Olympic medal record

Men's rowing

Representing Great Britain

= Dick Southwood =

English rower

Leslie Frank "Dick" Southwood (18 January 1906 – 7 February 1986) was an English rower who competed in the 1932 Summer Olympics and in the 1936 Summer Olympics representing Great Britain.

Southwood was born in Fulham and was educated at Latymer Upper School. He initially joined Auriol Rowing Club but Jack Beresford spotted his sculling potential and persuaded him to join Thames Rowing Club. He competed unsuccessfully in the Wingfield Sculls in 1931. In 1932 he competed in the single sculls rowing for Great Britain at the 1932 Summer Olympics but in the final suffered an attack of cramp in the shoulder and finished fourth. He won the Wingfield Sculls in 1933, beating the holder Denis Guye.

In 1936 Southwood partnered Jack Beresford in the double sculls for Great Britain rowing at the 1936 Summer Olympics in Berlin.

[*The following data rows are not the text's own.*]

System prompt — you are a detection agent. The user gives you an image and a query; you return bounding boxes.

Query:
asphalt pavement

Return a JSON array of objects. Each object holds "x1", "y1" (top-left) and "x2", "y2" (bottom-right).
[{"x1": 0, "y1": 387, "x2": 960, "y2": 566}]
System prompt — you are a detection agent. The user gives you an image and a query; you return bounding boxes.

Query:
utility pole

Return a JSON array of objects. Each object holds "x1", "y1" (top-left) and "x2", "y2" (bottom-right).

With Adolf Hitler watching, Beresford and Southwood came from a length down to pass the Germans with 200 metres to go and won the gold medal. Beresford thus won his fifth Olympic medal and wrote later that it was "the sweetest race I ever rowed."

Beresford and Southwood paired up again in 1939 in the centenary double sculls at Henley Royal Regatta. They dead-heated with Scherli and Broschi of Trieste, who were the reigning European champions.

Southwood died in Little Wittenham, Oxfordshire at the age of 80.